Articoli correlati: Acidosi metabolica

Definizione

L'acidosi metabolica è un accumulo di acidi nell'organismo, non adeguatamente compensato da altrettante sostanze basiche. Il risultato di questo squilibrio acido-base è una diminuzione marcata o lieve del valore di pH che, a lungo andare, può creare importanti problemi di salute (pH arterioso < 7,35).

L'acidosi metabolica può verificarsi a causa di un'aumentata produzione o ingestione di sostanze acide, di una loro ridotta escrezione o di una perdita di bicarbonati (HCO3) dal tratto gastrointestinale o dal rene. Le cause che possono portare a questo scompenso metabolico sono svariate. Alcune sono legate a malattie che interferiscono con l'equilibrio biochimico o metabolico, altre dipendono dallo stile di vita (es. quando ci si alimenta in modo sbilanciato con una dieta ricca di alimenti animali e povera di vegetali). Possibili cause di acidosi sono: accumulo di chetoni e di acido lattico, insufficienza renale, diabete non controllato, vomito o diarrea profusa, utilizzo di diuretici, alcolismo cronico, denutrizione, ingestione di particolari farmaci o tossine. Inoltre, tra le cause ci possono essere anche epatopatie e malattie dei reni, cardiopatie e disturbi respiratori.

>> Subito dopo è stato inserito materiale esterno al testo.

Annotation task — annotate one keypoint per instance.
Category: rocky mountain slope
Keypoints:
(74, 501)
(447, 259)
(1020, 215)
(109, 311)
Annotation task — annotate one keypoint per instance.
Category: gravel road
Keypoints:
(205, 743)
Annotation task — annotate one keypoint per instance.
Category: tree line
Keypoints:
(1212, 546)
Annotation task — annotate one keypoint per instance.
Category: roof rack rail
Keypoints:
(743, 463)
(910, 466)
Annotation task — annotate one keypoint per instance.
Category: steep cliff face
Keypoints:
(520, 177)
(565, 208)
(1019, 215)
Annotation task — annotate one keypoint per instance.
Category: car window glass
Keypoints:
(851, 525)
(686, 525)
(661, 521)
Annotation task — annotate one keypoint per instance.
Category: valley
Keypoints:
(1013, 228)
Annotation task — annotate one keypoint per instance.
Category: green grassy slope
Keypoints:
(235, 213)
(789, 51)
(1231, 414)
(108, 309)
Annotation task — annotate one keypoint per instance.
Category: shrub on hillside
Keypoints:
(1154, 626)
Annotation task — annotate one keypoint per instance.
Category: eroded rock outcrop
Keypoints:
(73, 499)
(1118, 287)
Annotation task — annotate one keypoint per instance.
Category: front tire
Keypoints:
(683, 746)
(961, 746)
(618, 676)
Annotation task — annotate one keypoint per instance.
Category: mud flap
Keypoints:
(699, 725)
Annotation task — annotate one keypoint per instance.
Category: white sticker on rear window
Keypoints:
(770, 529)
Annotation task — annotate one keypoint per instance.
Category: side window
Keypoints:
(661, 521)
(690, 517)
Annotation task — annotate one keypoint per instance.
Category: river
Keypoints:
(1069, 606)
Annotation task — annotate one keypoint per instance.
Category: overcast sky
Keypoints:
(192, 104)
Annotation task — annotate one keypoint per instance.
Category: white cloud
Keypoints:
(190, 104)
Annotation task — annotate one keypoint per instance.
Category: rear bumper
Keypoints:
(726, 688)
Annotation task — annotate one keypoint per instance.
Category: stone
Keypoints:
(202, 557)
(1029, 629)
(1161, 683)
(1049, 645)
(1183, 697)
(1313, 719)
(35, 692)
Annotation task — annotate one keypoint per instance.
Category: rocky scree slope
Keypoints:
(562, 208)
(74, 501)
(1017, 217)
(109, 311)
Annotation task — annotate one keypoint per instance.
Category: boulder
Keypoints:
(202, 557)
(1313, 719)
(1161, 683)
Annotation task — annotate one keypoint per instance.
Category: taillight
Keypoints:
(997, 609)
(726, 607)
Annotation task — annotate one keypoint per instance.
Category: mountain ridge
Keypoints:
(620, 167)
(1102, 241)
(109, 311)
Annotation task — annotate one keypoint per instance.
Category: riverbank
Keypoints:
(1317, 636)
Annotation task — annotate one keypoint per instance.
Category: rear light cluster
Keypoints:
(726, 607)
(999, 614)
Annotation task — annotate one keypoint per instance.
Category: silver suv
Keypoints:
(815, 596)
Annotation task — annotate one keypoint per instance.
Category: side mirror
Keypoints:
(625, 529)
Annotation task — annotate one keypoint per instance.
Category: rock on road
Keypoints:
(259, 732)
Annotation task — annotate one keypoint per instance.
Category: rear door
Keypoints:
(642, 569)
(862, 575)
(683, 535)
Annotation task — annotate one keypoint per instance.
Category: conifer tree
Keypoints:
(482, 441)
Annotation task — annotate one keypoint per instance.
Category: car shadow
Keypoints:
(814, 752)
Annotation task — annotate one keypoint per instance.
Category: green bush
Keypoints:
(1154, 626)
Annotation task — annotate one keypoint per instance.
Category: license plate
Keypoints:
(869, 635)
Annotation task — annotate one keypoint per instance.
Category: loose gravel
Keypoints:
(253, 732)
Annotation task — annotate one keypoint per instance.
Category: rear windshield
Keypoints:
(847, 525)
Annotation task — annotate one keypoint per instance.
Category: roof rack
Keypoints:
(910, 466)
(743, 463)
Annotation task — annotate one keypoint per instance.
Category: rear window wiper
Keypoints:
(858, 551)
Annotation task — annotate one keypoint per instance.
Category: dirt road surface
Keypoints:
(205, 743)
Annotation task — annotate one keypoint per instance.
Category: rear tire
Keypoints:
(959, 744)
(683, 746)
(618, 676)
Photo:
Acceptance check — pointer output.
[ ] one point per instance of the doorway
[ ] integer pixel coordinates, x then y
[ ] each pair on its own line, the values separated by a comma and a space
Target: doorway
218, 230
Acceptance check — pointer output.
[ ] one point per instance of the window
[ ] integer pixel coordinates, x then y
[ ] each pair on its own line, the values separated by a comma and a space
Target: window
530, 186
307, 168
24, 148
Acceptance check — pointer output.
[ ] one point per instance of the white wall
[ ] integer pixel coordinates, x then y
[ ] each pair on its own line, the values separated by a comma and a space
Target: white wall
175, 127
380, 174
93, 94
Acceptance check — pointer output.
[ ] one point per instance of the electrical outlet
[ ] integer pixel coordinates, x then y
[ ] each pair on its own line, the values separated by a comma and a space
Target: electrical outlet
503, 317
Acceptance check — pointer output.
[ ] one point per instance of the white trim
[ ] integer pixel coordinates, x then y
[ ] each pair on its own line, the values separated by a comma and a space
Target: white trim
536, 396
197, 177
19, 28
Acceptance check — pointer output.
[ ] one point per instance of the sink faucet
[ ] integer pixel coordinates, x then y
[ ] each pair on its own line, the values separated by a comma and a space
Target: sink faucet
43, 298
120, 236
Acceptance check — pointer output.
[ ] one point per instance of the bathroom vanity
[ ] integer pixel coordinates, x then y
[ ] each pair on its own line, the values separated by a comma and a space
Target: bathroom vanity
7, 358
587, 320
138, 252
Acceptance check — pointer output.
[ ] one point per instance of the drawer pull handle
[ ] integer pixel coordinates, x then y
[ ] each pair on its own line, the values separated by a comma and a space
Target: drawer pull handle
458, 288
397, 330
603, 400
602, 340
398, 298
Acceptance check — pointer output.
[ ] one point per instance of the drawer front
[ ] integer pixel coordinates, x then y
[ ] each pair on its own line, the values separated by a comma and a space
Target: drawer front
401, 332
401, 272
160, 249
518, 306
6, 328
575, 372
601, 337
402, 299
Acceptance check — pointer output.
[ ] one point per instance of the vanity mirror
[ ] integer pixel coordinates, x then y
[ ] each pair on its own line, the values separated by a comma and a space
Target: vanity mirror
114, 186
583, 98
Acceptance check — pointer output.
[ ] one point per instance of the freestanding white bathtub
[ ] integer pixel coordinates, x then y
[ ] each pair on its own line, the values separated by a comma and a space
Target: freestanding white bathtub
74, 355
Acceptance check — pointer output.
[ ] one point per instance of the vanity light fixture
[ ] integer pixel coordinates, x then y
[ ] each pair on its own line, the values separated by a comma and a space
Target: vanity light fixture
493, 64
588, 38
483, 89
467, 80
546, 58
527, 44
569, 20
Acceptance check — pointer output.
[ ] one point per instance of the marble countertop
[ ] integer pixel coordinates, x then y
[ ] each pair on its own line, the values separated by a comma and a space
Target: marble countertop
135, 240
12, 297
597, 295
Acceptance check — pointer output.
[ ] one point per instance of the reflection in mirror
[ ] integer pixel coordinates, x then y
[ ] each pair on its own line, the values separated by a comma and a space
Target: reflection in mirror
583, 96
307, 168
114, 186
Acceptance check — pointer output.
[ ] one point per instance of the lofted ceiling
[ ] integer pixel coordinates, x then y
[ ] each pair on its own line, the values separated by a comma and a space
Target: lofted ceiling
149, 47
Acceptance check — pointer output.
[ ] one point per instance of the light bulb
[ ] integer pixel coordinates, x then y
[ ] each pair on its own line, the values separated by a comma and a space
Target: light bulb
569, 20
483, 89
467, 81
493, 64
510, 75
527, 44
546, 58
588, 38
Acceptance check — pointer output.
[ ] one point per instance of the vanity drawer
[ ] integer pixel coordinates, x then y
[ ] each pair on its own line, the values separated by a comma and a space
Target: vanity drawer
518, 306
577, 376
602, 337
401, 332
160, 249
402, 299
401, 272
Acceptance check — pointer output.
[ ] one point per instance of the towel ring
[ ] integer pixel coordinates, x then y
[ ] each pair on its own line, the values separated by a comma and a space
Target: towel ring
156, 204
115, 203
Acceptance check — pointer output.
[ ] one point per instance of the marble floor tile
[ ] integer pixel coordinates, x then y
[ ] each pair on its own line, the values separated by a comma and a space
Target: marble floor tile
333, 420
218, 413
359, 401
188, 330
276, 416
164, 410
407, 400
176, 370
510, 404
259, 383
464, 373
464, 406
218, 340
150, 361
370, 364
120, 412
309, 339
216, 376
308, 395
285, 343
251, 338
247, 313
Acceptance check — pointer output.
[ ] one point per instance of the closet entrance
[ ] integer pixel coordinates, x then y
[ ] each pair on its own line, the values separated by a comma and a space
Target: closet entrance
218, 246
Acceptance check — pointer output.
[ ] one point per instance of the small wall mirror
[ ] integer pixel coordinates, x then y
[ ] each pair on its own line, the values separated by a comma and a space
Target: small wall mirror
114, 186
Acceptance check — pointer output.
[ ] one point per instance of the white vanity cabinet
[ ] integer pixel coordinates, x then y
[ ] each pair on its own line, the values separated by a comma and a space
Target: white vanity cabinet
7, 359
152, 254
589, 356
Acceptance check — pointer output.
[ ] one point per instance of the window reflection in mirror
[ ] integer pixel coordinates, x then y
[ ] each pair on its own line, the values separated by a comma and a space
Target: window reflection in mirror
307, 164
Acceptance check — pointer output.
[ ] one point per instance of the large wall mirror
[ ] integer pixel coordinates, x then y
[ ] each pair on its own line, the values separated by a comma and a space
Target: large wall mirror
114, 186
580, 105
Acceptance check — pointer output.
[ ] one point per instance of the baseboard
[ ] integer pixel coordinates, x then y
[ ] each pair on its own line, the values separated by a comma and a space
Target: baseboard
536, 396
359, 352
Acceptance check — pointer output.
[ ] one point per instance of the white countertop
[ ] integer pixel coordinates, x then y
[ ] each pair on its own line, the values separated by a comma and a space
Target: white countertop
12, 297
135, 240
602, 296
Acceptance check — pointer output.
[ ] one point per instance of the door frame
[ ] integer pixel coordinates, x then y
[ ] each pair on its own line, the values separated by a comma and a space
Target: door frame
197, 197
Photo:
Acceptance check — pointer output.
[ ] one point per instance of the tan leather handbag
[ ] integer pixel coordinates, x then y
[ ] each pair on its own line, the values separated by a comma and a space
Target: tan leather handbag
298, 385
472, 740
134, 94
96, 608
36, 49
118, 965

Sintomi e Segni più comuni*

*I sintomi evidenziati dal grassetto sono tipici, ma non esclusivi, del Acidosi metabolica

Ulteriori indicazioni

I sintomi dell'acidosi metabolica dipendono principalmente dalla causa che l'ha provocata. I casi lievi possono essere asintomatici, mentre un'acidosi più grave (pH < 7,10) può causare nausea e vomito associati a mal di testa, stanchezza, sonnolenza e malessere. Il segno più caratteristico è l'iperpnea (respiri profondi e lunghi a una normale frequenza). L'acidosi metabolica può provocare anche crampi muscolari, dolori articolari, inappetenza e ritenzione idrica.

Un'acidosi grave e acuta predispone alla disfunzione cardiaca con ipotensione e aritmie ventricolari. Nelle forme non curate si può arrivare addirittura al coma. Un'acidosi cronica, invece, provoca disturbi di demineralizzazione ossea (es. osteoporosi).

La terapia solitamente consigliata prevede la risoluzione della causa sottostante e, se il pH è molto basso, può essere indicato infondere per via endovenosa soluzioni alcalinizzanti allo scopo di ripristinare l'equilibrio acido-base.